Rethinking What Success Looks Like

For women who left the workforce, their ambitions didn’t disappear so much as found a new target.

Katie Martin / The Atlantic

This is the fourth story in a seven-part series looking at women’s ambitions in the years following college.

Ambition is easy to define—Merriam-Webster describes it as “an ardent desire for rank, fame, or power”—but hard to concretely identify. How ardent does that desire need to be? Does it look different in different people? Perhaps the most accurate thing to say about ambition is that you know it when you see it.

When we reflected back on our classmates in college, we remembered them as ambitious. In fact, we began this project with the basic assumption that all of our subjects, or nearly all of them, were ambitious.
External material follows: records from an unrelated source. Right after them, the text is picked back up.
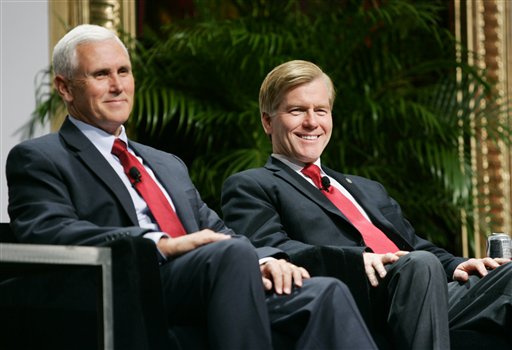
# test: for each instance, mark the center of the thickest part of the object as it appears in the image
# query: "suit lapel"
(368, 204)
(171, 184)
(79, 144)
(302, 185)
(284, 172)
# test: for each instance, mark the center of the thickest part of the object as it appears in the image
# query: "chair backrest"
(6, 234)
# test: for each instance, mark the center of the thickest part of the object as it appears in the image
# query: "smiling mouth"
(309, 137)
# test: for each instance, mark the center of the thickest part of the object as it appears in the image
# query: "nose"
(310, 119)
(116, 84)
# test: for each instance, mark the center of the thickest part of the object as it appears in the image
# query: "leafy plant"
(400, 116)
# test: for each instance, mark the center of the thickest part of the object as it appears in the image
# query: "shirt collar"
(100, 138)
(294, 164)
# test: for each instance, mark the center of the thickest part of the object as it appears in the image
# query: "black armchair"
(56, 306)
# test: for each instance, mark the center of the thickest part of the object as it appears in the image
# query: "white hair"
(64, 53)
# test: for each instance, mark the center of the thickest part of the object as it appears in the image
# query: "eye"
(101, 74)
(322, 112)
(296, 111)
(124, 71)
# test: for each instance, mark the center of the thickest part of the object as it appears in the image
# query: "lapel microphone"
(326, 183)
(135, 174)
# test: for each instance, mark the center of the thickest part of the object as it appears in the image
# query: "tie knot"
(119, 147)
(313, 172)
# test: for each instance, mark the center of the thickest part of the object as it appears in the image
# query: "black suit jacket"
(63, 191)
(274, 206)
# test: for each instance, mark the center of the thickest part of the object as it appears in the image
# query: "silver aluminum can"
(499, 246)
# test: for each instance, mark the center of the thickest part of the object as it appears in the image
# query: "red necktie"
(373, 237)
(159, 206)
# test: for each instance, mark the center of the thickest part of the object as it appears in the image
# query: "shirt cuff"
(264, 260)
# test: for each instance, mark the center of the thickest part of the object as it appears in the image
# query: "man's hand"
(282, 275)
(172, 247)
(374, 265)
(476, 266)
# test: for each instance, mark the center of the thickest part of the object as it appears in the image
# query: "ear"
(63, 87)
(266, 121)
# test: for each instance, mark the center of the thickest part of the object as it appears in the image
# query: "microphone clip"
(135, 175)
(326, 184)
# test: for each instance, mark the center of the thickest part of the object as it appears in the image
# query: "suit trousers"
(410, 303)
(483, 304)
(219, 286)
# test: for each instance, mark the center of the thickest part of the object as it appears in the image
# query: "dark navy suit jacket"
(63, 191)
(275, 206)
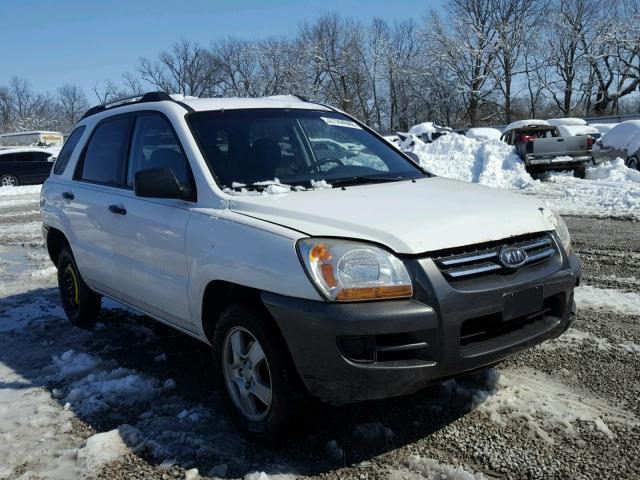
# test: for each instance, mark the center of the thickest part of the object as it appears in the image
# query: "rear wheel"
(80, 303)
(260, 386)
(9, 180)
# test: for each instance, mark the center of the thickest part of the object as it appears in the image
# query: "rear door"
(99, 183)
(149, 235)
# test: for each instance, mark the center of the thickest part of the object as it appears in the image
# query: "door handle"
(117, 210)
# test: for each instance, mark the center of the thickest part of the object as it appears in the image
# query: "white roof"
(576, 130)
(279, 101)
(35, 132)
(569, 121)
(526, 123)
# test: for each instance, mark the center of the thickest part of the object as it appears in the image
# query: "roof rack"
(143, 98)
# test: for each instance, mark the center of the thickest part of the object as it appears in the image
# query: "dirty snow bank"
(492, 163)
(544, 403)
(609, 190)
(607, 299)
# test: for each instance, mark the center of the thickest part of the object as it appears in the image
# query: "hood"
(407, 217)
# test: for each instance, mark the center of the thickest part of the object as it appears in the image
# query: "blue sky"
(85, 42)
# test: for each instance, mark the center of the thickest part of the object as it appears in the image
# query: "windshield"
(296, 147)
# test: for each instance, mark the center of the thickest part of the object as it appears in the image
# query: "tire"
(244, 327)
(80, 303)
(9, 180)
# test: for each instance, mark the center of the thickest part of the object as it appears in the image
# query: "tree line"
(476, 62)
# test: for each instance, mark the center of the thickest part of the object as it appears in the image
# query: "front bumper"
(322, 337)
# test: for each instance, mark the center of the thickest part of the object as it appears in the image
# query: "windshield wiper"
(364, 179)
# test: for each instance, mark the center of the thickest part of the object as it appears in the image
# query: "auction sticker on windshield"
(336, 122)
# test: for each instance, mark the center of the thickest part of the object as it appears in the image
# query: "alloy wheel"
(246, 374)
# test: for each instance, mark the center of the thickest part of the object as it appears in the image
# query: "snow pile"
(422, 129)
(568, 121)
(102, 385)
(430, 468)
(624, 136)
(20, 190)
(607, 299)
(109, 446)
(484, 133)
(545, 404)
(526, 123)
(615, 171)
(492, 163)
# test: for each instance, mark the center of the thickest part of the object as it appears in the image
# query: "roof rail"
(142, 98)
They’d gotten into a top university, which meant that at the very least they were people who had achieved a high degree of academic distinction in high school. One woman recounted a story about her first day at Northwestern’s undergraduate journalism program. “They asked everyone who had been editor-in-chief of their school newspaper to raise their hand,” she said. “And every single person in the room raised their hand, except me.” She’d been the most ambitious member of her high school’s graduating class in her small town in Georgia, but now she was in a class full of people at least as driven.

As with any group, we knew that there would be varying degrees of ambition. This had been evident in college, with some women in our class running for executive board positions in the sorority, heading student organizations or routinely making Dean’s List and others just “doing college.” But for the most part we believed that this was a group that saw themselves eventually achieving success in the world. And as we began our interviews, we knew we were remembering correctly. Future plans formulated during college included: “I was going to be the best prosecuting attorney the world had ever seen,” “My name was going to be in lights. I was going to be singing at the Met,” and “I thought I was going to be the press secretary at the White House.”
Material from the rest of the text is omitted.